Documentation
¶
Overview ¶
Package lucebox wraps the OpenAI-compat HTTP shape exposed by the lucebox-hub dflash server (https://github.com/Luce-Org/lucebox-hub). The server runs hand-tuned CUDA inference (DFlash speculative decoding + DDTree verify) behind an OpenAI-compat HTTP API on :1236. For routing and benchmarking purposes treat lucebox like any other openai-compat local provider — same shape as lmstudio (:1234) and omlx (:1235), just a different runtime underneath.
Capabilities mirror lmstudio for tool calling / streaming / structured output, and additionally declare Thinking=true: the server returns Qwen3-style thinking traces in a separate `reasoning_content` field alongside `content` (verified empirically against Qwen3.5-27B-Q4_K_M on bragi:1236 — a non-streaming chat with sufficient max_tokens produces both fields).

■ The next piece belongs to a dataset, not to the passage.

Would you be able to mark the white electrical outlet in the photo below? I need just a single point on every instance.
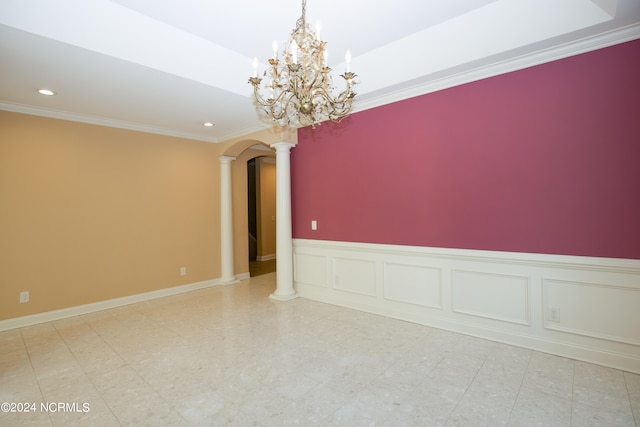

The provider's existing reasoning_content handling on the openai-compat path covers this case; no separate thinking wire format is set because the server doesn't expose a request-side toggle (no enable_thinking / reasoning_effort field).
Sampling: the server accepts the standard OpenAI sampler fields. Catalog entries for lucebox-served models should not set sampling_control unless a specific model id is observed to pin samplers server-side; in the absence of that signal, leaving sampling_control unset (= client_settable) lets internal/sampling.Resolve push catalog profile values to the wire as usual.
Default port 1236 fits alongside the existing :1234 (lmstudio) and :1235 (omlx) conventions on the LAN.
Index ¶
Constants ¶
const DefaultBaseURL = "http://localhost:1236/v1"
Variables ¶
var ProtocolCapabilities = openai.ProtocolCapabilities{ Tools: true, Stream: true, StructuredOutput: true, Thinking: true, }
ProtocolCapabilities mirrors lmstudio's openai-compat surface — the routing engine treats lucebox as a full participant rather than a narrow special case. Per-model exceptions (e.g., a model that pins samplers server-side) belong on the catalog ModelEntry, not here.